Warren (Smokey) Thomas is president of OPSEU, the Ontario Public Service Employees' Union. (CBC)

Thomas said his union has been lobbying for similar changes for decades.

"I impressed upon the premier to please, please listen to the frontline workers when they're doing their designs and [to] take their input to heart because they know how to make it work better," Thomas said.

There are approximately 6,100 adults in custody in Ontario jails on any given day, according to the province.

Building more jails is 'backwards,' professor says

Justin Piché, a criminology professor at the University of Ottawa who studies incarceration, criticized the investment as "backwards" at a time when report after report has identified major flaws in the way the corrections system treats incarcerated people.

"We're expanding our capacity to cage people, to criminalize people living with mental health issues," said Piché. "It's unfathomable to me and it should be to others that corrections — a sector that continually fails to live up to its legal standards and obligations, that fails to meet its own objectives — is rewarded in this way."

Piché said that money would be better spent on social supports that would help keep people out of the jail system, including education and housing, and alternatives to jails such as halfway houses.

"This government is ... basically paving the road to further injustice and marginalization when we need at this moment to be spending money and capital on taking our societies and our communities to the next level to be able to produce a more inclusive, prosperous, healthy way of life," said Piché.

Justin Piché, associate professor of criminology at the University of Ottawa, says the Ontario government should spend more money on social supports that prevent people from becoming incarcerated rather than expanding jails. (Submitted by Justin Piché)

According to a background document, the new facility in Kemptville — called the Greater Ottawa Correctional Complex — will " adopt modern planning principles and design elements, including single cell occupancy, risk-classified housing units, modern programming and cultural space, open visitation spaces and improved professional development space for staff."

Once it is complete, the ministry will reassess its plans for the OCDC, which was built in the 1970s. The plan to renovate the OCDC appears to replace a previous announcement in 2017 from the Liberal government of Kathleen Wynne to build a 725-bed jail to replace the current facility. The current capacity of the Ottawa facility is 516, a ministry spokesperson said.

OCDC has been plagued for years by problems that include overcrowding, lack of proper health care, overuse of solitary confinement and inmates dying by suicide.
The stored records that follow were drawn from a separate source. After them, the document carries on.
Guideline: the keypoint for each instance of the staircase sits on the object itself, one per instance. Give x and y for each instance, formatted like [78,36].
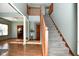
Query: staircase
[56,46]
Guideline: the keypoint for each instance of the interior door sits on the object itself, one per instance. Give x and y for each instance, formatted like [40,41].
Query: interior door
[20,31]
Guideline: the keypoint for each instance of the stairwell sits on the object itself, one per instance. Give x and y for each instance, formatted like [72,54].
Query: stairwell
[56,45]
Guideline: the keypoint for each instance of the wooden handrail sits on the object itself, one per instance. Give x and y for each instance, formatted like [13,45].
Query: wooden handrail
[44,33]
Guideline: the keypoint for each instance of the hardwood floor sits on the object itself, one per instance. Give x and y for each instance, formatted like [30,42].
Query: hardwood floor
[18,49]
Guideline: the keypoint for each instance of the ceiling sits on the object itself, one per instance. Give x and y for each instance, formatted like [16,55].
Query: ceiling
[14,19]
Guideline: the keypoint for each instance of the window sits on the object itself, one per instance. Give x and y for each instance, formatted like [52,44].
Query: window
[3,29]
The new Brockville Correctional Complex, which will replace the Brockville Jail, will be built on the grounds of the St. Lawrence Valley Correctional and Treatment Centre. An additional facility that serves women only will be built there as well.

At the Quinte Detention Centre, a separate building will be constructed adjacent to the existing facility in Napanee, Ont., much of which will be used for inmate programming and recreational facilities. New living units will be built to house women, which will be single-storey and single occupancy, the document said.

Corrections

  • A previous version of this story incorrectly stated the construction projects would cost $500 million. In fact, the undisclosed cost would be on top of a previously announced $500-million investment.